Looking at the code, line by line, the setSelectedText method, inserts "**" at selection range's start. Then increases variables so they point to the same location at text. The next setSelectedText inserts "**" at selection range's end. If there was no text selected, then the four asterisk will stay together, otherwise will surround the selection. Calling setSelectionRange method ensures the caret position will be exactly after the first two asterisk. The method setFocus, as it reads, put focus on the editor. Last line posts an onChange event, to inform composer that something in editor has changed.

Let's write the component

In order to give an appearance to our editor we need some zul code and wrap the above examples into a class. We start with the zul code at file wikiInput.zul.

<zk>
  <menubar>
    <menuitem id="bold" iconSclass="z-icon-bold"/>
  </menubar>
  <textbox id="wikibox" multiline="true" tabbable="true" style="-moz-tab-size:4;-o-tab-size:4;tab-size:4;width:100%;height:100%;"/>
</zk>

The code is quite simple. The reason why I prefer a menubar instead of a toolbar will be more evident when you see the real-world example. For now, it makes no difference what the bold element is. The important things to remember are the id attributes, which are wired to ZK components in the Java class at server-side.

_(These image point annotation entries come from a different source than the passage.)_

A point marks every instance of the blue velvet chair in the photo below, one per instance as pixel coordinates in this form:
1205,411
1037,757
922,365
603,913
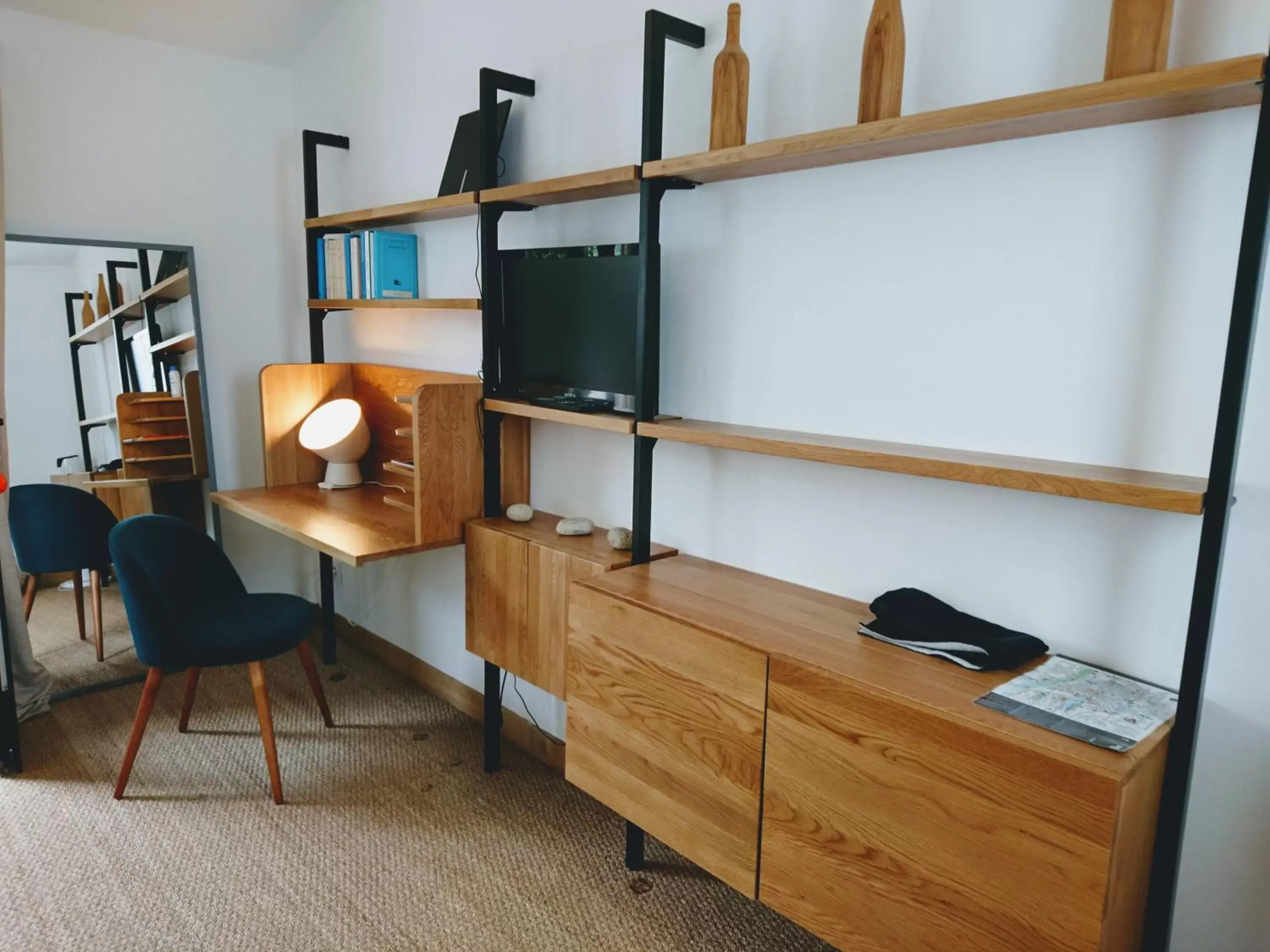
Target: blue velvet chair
188,610
59,528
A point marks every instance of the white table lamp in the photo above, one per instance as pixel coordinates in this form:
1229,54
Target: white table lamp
337,432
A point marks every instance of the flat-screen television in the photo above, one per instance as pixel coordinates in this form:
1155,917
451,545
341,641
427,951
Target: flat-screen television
571,322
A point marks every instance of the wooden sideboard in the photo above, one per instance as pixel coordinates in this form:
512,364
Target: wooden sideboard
850,785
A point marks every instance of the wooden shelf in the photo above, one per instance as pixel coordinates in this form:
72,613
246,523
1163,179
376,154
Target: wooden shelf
1103,484
404,214
179,344
355,526
397,304
169,291
1156,96
614,423
623,181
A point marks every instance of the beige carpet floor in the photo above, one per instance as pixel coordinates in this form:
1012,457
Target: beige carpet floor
393,837
56,644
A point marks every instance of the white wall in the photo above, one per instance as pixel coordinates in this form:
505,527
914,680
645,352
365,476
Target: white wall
1060,297
42,423
121,139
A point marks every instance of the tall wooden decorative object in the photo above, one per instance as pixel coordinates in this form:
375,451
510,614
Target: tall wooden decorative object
103,300
1138,41
729,105
882,72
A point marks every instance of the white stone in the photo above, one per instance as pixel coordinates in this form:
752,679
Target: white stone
520,512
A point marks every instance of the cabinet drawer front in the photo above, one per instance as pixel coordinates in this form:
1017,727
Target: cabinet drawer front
666,728
888,828
497,597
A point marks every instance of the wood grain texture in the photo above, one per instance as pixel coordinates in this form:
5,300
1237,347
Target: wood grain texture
729,94
1138,40
887,827
289,394
403,214
585,187
614,423
351,525
882,69
666,728
1194,89
394,304
533,644
515,460
1103,484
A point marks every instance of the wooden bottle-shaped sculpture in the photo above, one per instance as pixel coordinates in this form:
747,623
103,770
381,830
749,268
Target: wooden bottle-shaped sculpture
882,74
103,300
729,105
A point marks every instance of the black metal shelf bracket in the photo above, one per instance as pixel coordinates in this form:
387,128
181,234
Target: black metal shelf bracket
1218,499
492,82
658,28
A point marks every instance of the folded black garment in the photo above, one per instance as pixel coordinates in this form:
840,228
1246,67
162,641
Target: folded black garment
919,621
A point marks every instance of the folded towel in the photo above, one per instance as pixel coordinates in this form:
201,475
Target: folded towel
919,621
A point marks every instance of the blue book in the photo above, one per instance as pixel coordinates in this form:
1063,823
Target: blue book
395,264
322,268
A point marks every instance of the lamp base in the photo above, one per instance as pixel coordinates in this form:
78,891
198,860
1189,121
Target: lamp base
342,476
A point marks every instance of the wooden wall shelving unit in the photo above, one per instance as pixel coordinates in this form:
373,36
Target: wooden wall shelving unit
1155,96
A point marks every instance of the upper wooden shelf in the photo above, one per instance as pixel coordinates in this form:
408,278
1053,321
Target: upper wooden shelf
404,214
614,423
397,304
1102,484
169,290
623,181
1156,96
355,526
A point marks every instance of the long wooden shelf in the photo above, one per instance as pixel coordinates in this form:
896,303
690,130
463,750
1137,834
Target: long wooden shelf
623,181
179,344
397,304
1103,484
614,423
404,214
1156,96
169,291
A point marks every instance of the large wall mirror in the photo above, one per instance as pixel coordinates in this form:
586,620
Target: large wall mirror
107,400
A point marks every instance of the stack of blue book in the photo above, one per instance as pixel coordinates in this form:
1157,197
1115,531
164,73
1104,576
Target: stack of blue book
369,264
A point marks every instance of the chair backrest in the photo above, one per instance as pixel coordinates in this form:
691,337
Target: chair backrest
167,569
59,528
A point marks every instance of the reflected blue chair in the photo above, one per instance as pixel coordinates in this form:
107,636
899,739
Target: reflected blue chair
190,610
60,528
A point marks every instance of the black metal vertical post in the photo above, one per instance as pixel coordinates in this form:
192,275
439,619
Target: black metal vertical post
1212,542
310,141
492,343
658,28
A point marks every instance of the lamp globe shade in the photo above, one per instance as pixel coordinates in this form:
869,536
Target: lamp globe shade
337,432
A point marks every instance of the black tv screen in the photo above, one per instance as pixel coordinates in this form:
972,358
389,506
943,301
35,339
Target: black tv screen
571,319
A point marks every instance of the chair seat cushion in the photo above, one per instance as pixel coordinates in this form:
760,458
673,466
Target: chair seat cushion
242,629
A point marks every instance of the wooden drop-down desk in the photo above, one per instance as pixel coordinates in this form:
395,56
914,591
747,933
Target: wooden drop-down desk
425,447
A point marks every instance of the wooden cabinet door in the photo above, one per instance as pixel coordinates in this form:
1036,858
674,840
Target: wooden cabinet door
887,827
497,597
666,728
550,575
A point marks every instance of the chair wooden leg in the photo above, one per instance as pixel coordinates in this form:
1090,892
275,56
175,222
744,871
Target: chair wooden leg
187,702
28,594
154,678
79,602
306,659
256,671
94,579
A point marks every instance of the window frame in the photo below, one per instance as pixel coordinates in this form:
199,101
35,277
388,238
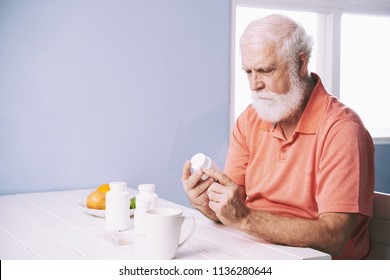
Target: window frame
328,41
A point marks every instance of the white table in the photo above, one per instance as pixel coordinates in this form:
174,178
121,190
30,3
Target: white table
52,225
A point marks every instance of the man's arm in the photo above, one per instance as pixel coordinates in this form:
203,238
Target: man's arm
329,233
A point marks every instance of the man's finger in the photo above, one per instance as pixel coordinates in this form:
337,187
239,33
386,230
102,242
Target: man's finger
218,176
186,173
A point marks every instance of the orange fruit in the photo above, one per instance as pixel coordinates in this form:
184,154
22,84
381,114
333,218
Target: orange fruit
103,188
96,200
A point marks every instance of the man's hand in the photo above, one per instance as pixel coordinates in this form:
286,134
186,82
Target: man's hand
226,199
196,190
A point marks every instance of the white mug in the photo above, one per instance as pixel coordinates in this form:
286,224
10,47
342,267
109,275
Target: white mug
163,229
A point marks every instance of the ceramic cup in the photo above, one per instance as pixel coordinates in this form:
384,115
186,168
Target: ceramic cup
163,230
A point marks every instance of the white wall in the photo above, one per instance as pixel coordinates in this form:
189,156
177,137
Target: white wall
95,91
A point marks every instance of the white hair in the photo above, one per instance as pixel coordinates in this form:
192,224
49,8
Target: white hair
289,36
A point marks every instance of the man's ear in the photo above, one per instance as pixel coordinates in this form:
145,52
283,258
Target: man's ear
303,64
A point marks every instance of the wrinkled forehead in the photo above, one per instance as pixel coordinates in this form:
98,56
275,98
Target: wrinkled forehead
259,53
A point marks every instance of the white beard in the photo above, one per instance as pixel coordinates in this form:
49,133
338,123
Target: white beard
275,107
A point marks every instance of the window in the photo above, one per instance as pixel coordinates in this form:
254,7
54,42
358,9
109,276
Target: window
344,32
365,60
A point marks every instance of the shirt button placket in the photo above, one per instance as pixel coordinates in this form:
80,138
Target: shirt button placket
283,153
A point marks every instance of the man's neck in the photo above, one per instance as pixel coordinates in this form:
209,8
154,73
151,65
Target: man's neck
289,125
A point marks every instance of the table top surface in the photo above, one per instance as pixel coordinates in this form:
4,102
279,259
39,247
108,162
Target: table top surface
56,225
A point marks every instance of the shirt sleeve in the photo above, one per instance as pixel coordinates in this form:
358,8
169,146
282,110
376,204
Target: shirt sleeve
238,152
346,171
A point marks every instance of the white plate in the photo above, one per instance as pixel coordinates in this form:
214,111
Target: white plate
98,213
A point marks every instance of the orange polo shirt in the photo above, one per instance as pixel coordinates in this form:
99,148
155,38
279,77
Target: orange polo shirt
326,166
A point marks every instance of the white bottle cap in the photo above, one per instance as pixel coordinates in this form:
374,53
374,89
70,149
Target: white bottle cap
120,186
147,187
200,160
142,204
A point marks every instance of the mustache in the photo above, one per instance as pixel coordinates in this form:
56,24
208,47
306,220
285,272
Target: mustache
267,95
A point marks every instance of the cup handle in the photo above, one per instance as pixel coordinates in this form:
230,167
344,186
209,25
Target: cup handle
191,232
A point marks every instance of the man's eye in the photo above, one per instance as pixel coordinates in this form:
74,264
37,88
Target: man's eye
265,70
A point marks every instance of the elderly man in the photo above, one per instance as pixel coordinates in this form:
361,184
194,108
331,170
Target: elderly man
300,165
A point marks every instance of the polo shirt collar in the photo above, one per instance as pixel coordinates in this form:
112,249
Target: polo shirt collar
314,109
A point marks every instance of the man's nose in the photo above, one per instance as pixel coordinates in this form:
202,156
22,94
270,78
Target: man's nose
256,82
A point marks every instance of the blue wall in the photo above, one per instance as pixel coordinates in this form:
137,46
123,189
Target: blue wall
382,167
95,91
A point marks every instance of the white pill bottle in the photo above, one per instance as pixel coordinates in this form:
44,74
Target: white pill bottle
201,161
146,199
118,207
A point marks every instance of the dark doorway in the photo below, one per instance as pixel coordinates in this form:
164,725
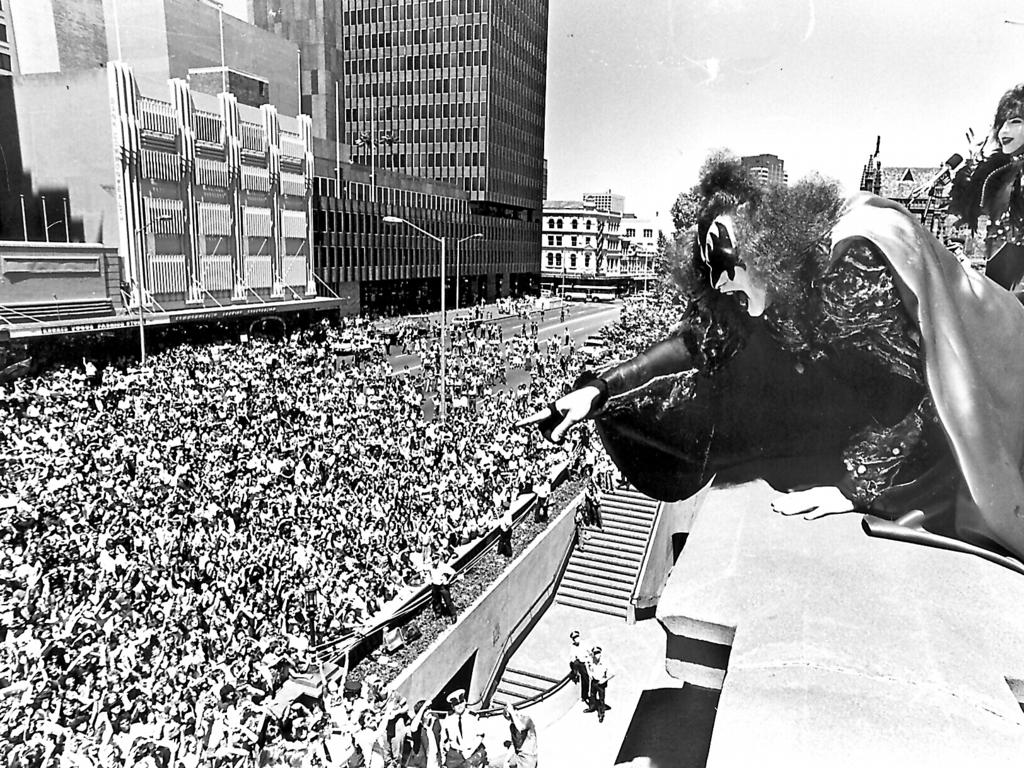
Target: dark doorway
678,542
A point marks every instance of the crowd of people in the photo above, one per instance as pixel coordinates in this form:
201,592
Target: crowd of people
177,539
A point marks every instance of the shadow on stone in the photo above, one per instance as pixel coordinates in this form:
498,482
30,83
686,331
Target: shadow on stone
672,727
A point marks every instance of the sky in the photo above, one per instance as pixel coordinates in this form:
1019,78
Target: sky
639,91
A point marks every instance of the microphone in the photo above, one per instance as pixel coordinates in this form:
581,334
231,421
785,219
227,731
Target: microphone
951,165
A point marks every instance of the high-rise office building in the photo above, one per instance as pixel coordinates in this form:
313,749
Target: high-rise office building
450,90
770,169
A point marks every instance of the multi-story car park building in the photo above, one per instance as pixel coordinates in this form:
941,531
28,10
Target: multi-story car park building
493,188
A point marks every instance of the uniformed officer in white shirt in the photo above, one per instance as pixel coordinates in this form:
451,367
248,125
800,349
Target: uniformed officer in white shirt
578,665
599,677
462,735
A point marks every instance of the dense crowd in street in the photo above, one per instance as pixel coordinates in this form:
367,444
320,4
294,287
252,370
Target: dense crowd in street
177,539
644,322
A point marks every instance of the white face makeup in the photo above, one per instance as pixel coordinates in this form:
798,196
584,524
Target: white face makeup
1011,135
754,292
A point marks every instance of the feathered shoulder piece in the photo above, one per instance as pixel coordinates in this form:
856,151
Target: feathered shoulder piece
983,186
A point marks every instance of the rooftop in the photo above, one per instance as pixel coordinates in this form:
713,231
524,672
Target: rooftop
846,649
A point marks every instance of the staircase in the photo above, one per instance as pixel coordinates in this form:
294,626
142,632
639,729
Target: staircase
518,685
601,574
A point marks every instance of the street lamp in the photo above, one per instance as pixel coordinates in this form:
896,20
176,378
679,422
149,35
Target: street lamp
141,286
440,385
476,236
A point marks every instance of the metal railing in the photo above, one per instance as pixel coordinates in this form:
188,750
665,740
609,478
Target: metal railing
634,597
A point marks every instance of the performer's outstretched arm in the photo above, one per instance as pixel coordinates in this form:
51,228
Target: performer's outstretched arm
592,391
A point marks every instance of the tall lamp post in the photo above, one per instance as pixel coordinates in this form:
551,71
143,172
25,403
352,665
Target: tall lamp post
139,276
440,385
475,236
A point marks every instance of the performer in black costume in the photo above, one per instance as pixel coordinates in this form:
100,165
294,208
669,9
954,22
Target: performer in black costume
990,184
840,331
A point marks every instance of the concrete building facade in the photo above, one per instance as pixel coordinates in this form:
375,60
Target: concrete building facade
160,39
769,169
606,201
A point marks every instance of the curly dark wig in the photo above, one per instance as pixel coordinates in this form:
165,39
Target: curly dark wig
781,231
1011,105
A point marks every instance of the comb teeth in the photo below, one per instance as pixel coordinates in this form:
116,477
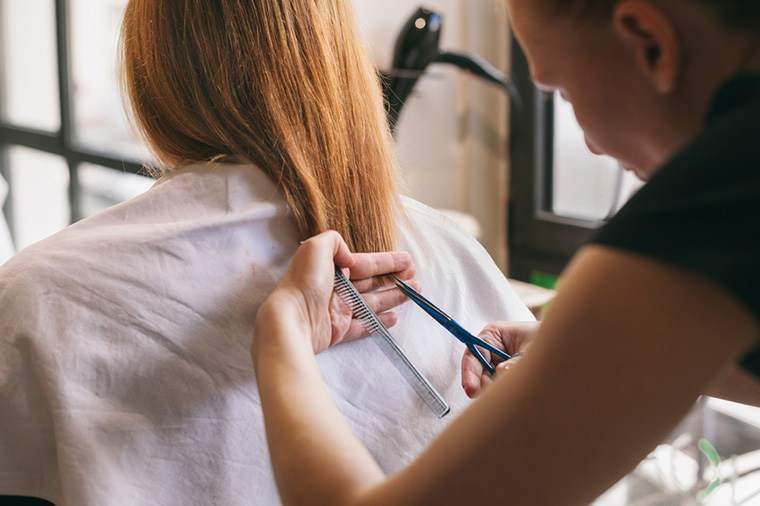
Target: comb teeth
384,340
358,307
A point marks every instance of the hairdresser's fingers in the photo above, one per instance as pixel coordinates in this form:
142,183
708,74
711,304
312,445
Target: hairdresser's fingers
370,265
379,282
358,330
472,374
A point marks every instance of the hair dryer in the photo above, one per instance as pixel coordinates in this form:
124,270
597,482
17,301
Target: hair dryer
416,48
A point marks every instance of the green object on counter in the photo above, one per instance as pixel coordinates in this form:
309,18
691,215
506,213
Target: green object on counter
544,280
709,451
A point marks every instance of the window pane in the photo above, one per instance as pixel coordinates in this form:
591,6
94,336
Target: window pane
586,185
102,187
29,64
6,244
100,122
39,184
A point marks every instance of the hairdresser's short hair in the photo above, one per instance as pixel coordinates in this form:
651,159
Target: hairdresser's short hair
738,14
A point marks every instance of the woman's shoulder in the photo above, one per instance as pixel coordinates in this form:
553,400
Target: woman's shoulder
449,259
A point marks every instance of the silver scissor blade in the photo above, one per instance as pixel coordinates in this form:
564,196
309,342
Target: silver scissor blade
388,345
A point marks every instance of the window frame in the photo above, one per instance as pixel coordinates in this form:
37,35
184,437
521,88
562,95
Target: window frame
61,143
540,241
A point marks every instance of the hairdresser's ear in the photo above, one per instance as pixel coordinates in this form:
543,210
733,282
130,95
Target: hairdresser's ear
650,36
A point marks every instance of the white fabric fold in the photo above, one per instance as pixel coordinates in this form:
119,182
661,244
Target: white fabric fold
125,374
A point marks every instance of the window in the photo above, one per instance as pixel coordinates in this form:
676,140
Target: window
66,148
560,192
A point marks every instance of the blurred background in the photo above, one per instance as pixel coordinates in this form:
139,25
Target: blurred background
516,174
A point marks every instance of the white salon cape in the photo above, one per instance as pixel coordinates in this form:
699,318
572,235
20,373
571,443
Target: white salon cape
125,371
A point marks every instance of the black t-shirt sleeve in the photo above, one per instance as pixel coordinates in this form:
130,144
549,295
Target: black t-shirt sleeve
700,213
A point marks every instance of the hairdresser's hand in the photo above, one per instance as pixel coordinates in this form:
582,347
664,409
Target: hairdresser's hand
303,305
514,338
369,275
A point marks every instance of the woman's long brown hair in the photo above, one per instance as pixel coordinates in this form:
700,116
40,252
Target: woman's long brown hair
283,84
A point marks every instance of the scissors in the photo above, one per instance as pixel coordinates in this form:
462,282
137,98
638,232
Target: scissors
472,342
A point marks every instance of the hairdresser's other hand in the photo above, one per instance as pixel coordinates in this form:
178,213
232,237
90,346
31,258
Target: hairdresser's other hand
369,274
302,306
513,337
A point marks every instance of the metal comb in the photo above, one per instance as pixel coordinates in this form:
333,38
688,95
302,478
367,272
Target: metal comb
380,335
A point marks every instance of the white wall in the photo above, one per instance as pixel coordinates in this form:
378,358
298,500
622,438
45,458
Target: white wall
452,137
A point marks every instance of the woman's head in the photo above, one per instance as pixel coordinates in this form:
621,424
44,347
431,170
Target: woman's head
284,84
640,73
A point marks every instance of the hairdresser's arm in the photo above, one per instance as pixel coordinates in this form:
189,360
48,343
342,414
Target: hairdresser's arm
626,349
734,384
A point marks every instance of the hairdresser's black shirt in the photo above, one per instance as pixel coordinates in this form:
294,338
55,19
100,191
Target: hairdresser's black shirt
700,212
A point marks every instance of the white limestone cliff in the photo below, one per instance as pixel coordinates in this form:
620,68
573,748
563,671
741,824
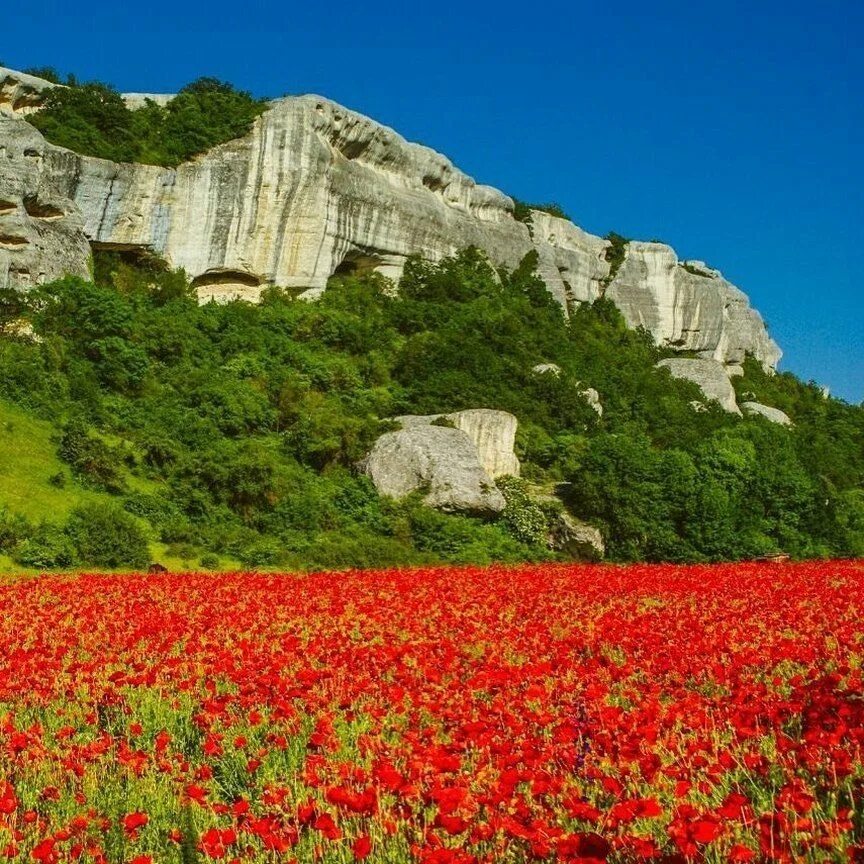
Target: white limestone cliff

See now the Java class WikiEditor.

public class WikiEditor extends Div implements IdSpace {

  private int selectionStart, selectionEnd;
  
  @Wire private Textbox wikibox;
  
  public WikiEditor() {
    Executions.createComponents("/WEB-INF/_zul/comps/editor/wikiInput.zul", this, null);
    Selectors.wireComponents(this, this, false);
    Selectors.wireEventListeners(this, this);
    wikibox.setWidgetListener("onBlur", 
		"zAu.send(new zk.Event(this,"onCaret",zk(this.$n()).getSelectionRange()+"",{toServer:true}));");

    wikibox.addEventListener(Events.ON_CHANGE, new EventListener() {
      @Override
      public void onEvent(InputEvent event) throws Exception {
        Events.postEvent(WikiEditor.this, event);
      }
    });
  }

  @Listen("onClick = #bold")
  public void onBold() {
    wikibox.setSelectedText(selectionStart, selectionStart, "**", false);
    selectionStart += "**".length();
    selectionEnd += "**".length();
    wikibox.setSelectedText(selectionEnd, selectionEnd, "**", false);
    wikibox.setSelectionRange(selectionStart, selectionStart);
    wikibox.setFocus(true);
    Events.postEvent(new InputEvent("onChange", this, wikibox.getValue(), null));
  }
}

The magic of making Java class aware of zul code is performed in the first three lines of the constructor. Notice that we indicate where to find the zul file in the createComponents method.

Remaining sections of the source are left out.